We laid out the tablecloth, sat on our cushions, and served the food. Larger portions for the children, as we always did. Some families—and I’m not criticizing them, actually, I think they were right—did things differently. The parents, who were responsible for finding the food, ate more because if they did not keep up their strength and some illness laid them up in bed, who would feed their children? I was in favor of adopting this approach, but Armando refused. The children come first, he would always say.

We started eating. There was more color on the plates than usual. Armando looked at me and I looked at him, wide eyed, and we heard a wild peal of laughter coming from our mouths. We mingled the intense yellow-green of the avocado, the pale gold of the chicken, the white of the rice, the translucent onions, a whole festival of colors and flavors in a single forkful. Eleven incomparable forkfuls, my plate lasted. Armando finished before me.

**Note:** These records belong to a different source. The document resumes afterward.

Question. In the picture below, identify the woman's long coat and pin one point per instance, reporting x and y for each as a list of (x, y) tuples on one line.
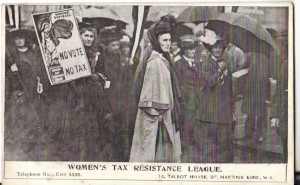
[(156, 99)]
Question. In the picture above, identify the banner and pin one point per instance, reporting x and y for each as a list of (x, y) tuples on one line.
[(63, 52)]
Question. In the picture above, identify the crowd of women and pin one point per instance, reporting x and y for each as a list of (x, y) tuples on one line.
[(166, 106)]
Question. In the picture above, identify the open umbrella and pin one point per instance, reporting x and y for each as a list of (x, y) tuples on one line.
[(181, 30), (244, 32), (198, 14), (155, 16), (29, 34), (102, 17)]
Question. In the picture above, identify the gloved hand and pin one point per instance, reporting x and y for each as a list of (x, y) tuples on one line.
[(93, 77), (274, 122), (14, 67), (222, 66)]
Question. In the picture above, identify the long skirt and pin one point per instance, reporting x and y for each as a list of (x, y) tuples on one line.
[(212, 142)]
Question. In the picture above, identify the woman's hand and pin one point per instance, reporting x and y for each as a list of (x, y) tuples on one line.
[(93, 77)]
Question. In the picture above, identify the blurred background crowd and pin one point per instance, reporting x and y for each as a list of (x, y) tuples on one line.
[(88, 121)]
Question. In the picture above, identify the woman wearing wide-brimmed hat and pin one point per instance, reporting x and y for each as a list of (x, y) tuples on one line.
[(188, 70), (212, 133), (156, 134)]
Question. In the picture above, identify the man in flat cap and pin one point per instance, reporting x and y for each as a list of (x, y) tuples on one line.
[(119, 73), (188, 70)]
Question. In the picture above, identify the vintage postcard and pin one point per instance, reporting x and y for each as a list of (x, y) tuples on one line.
[(156, 93)]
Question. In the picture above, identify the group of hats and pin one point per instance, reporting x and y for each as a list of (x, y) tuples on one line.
[(106, 34)]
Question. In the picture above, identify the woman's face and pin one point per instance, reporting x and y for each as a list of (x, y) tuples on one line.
[(165, 41), (190, 53), (20, 42), (88, 38), (113, 46), (217, 50)]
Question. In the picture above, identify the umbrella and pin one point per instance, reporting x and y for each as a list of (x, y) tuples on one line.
[(244, 32), (155, 16), (199, 14), (102, 17), (180, 31), (29, 34)]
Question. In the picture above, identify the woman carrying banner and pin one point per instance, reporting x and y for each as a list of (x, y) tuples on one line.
[(89, 110), (156, 135)]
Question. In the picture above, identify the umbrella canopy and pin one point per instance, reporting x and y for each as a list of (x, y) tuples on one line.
[(102, 17), (29, 34), (244, 32), (155, 16), (180, 31), (199, 14)]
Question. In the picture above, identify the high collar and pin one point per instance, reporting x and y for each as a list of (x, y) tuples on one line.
[(191, 61), (176, 52)]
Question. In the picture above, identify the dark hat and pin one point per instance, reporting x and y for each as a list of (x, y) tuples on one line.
[(211, 39), (109, 33), (125, 40), (85, 25), (187, 42)]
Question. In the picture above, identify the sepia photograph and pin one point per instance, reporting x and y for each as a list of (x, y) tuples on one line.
[(132, 88)]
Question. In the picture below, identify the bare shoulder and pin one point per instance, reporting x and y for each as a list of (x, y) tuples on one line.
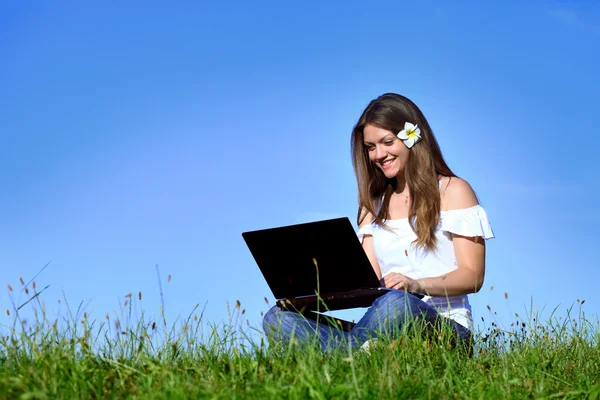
[(457, 193)]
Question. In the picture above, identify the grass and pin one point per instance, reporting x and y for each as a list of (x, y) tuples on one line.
[(144, 358)]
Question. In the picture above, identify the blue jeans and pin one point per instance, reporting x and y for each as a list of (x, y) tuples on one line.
[(389, 315)]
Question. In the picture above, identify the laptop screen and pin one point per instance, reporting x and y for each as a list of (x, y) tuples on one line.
[(285, 257)]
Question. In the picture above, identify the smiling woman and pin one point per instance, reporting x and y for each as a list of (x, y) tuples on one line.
[(421, 227)]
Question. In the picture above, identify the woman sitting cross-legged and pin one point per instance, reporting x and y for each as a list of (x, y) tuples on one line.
[(421, 227)]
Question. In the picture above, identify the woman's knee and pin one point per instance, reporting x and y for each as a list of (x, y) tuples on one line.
[(272, 319), (398, 300)]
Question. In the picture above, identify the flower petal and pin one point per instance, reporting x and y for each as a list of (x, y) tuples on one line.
[(417, 131)]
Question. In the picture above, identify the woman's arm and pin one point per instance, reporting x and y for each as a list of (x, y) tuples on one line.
[(470, 254), (470, 251), (368, 245)]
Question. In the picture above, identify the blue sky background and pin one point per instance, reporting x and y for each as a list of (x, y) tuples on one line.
[(144, 134)]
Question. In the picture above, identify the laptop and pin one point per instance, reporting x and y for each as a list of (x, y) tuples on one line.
[(323, 257)]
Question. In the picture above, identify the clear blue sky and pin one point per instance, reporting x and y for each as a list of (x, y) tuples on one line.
[(144, 134)]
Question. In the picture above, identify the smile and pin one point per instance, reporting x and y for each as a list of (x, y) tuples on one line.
[(386, 164)]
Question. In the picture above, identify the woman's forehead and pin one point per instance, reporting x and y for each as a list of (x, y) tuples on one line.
[(372, 133)]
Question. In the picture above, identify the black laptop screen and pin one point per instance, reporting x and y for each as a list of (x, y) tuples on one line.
[(285, 257)]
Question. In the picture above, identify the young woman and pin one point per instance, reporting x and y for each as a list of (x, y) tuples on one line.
[(421, 227)]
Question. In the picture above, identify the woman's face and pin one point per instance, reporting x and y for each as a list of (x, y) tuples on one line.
[(386, 151)]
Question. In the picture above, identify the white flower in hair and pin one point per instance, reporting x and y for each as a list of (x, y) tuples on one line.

When we looked up, we saw the children playing with their food. Pushing it around their plates, toying with the rice, mashing the avocado. It was not funny. All this food, for one day, right in front of them, cooked, served, and here they were letting it go to waste. I collected the empty plates and piled them in the sink. I drank a glass of water, smoked a cigarette, stared out the window. The neighborhood looked as though it had been colored with my son’s pencil. I paced the apartment, I gave them some time. Then I said: What? Are you not going to eat? They sat in silence. Don’t be afraid, I said, just tell me, are you not going to eat? They were used to us forcing them to eat. I want sweet cornmeal, said Diego. María nodded. I want cornmeal too.

You don’t like the chicken? I said. They didn’t say anything. Is that what it is, I said, you don’t like the chicken? Answer me, I said. Not really, María said. That’s fine, I said. Their faces lit up when I said this. Don’t eat the chicken, I said. We’re not going to force you if you don’t want to, are we, Armando? We’re not going to force them, Armando said. If they don’t want to eat, they don’t have to, he said. That’s right, I said, we won’t make them. Do you want your cornmeal now? I asked. More self-assured, Diego said he wanted it later. No problem, son, I said, we have cornmeal. When you want it, you just tell me, I said.

They went on sitting on the cushions, legs crossed. In fact, they weren’t really hungry for anything, except perhaps a glass of milk before they went to bed, but there was no milk left that day. They didn’t like cornmeal, but they liked chicken even less. They had said they wanted cornmeal because to them it seemed the easiest way out. All right, I said, take your plates into the kitchen.

I folded the tablecloth. The children went back to their games. María picked up the broken toys and Diego his coloring book. I took one of the plates, Armando took the other. I don’t remember us saying a word. We went out onto the rear balcony. In silence. Outside, the sun was beginning to set. The taste of the fried chicken breast. We didn’t think we were doing anything wrong.